Every Couple Should Avoid Making
Wedding planning can be an incredibly stressful process, but it doesn’t have to be! A lot of this stress is unnecessarily caused by things that can be easily avoided with a little preparation, strategy, and communication. I’ve identified 10 of the biggest mistakes I help engaged couples avoid. Before you run out and book a venue, give it a read.
Not having a wedding budget. I really can’t stress enough how important it is to have an understanding of what you are able/want to spend on your wedding before you so much as consider a date. I know conversations about finances can be uncomfortable but I promise you if you have these discussions early on, your planning process will be much smoother. Reminder: having an unlimited budget is not a budget.
Hiring vendors before establishing a detailed budget. I know you’re excited. You should be! However, I strongly urge you to hold off on signing contracts and checks before you establish your budget and allocate funds to specific budget categories (venue, florals, DJ, invitations, etc). Breaking down your total estimated spend will allow you to spend wisely and intentionally. Side note: take most of the information you find on the internet about average wedding costs with a grain of salt. The “average” cost of something considers many variables that may not be applicable to you. Establish your budget and then make it work to your advantage within the parameters that apply to you.
Inviting every person on your guest list. With every budget comes a guest cap. Sometimes the cap is driven by space limitations at your venue. Most times it’s driven by the total you are able to spend per guest. Head count impacts everything from invitations to chairs to number of tables (and linens) to number of buses you need for guest transportation (if that’s important to you) and more. You can read more from me about guest list management here.
Not hiring full service caterers. Guys. Would you hire a someone to clean half of your teeth or only cut the hair on one side of your head? I hope not. In the same spirit, you should only hire full service caterers. A full service caterer is someone who will not only prepare and deliver the food but will, at a minimum, attend your final walk through at the venue to discuss the details of your event, provide the appropriate number of staff to successfully execute your dinner service, manage the event from a catering standpoint (including the busing of tables and high boys - nothing is more disgusting than a table full of used glasses), provide standard linens, flatware, and dinnerware, will be responsible for setting the tables, clean the kitchen at the conclusion of the event, haul off all garbage, and will sweep the venue if the venue requires outside staff to do so.

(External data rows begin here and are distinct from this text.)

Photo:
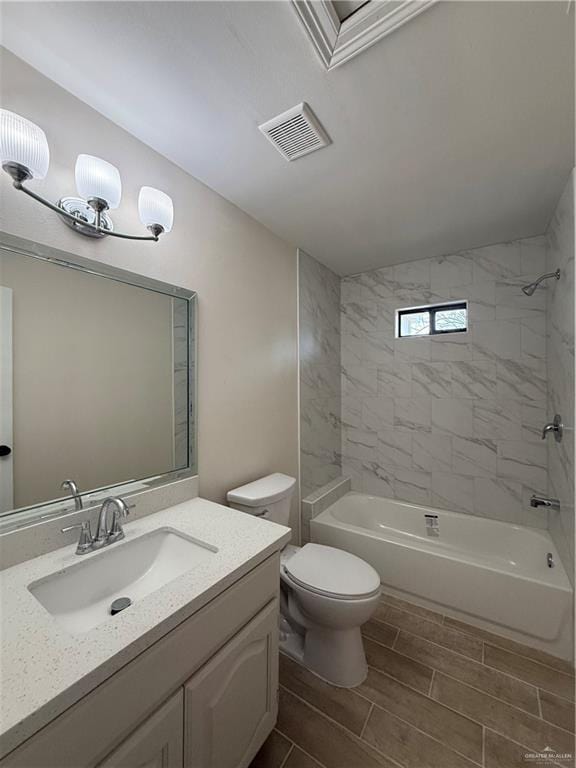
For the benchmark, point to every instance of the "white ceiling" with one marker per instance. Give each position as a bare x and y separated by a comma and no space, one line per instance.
453,132
345,8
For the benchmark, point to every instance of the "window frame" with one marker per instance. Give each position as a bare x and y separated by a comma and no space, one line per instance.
432,310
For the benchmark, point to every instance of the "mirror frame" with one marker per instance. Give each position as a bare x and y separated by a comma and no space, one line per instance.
24,516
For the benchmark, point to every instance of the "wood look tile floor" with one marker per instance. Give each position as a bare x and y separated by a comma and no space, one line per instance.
439,694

Having a plan B that you don’t really love. You can’t control the weather but you can control how it impacts your wedding day. Assuming there will be no inclement weather on your wedding day is a gamble you shouldn’t be willing to take, especially if any portion of your event takes place outdoors. Because you may have to implement this plan, it’s important that you love it just as much as your plan A. Your backup plan should take every logistical detail into consideration as if it were your primary plan. It might be a little time consuming to think through this on the front end but I promise you will be happy you did.
Booking vendors without taking your wedding day schedule into account. Want photos of you and your girlfriends in your robes AND want the photographer to stay for the final send off? You are going to need more than 6 hours of photography coverage. Want 8 bridesmaids to have hair and makeup services but not have to start getting ready at 6 AM? Hire enough stylists out of the gate to complete the task in a timely manner. The point is, don’t hire vendors for the minimum amount of time with the minimum amount of staff before thinking through the logistics of your day.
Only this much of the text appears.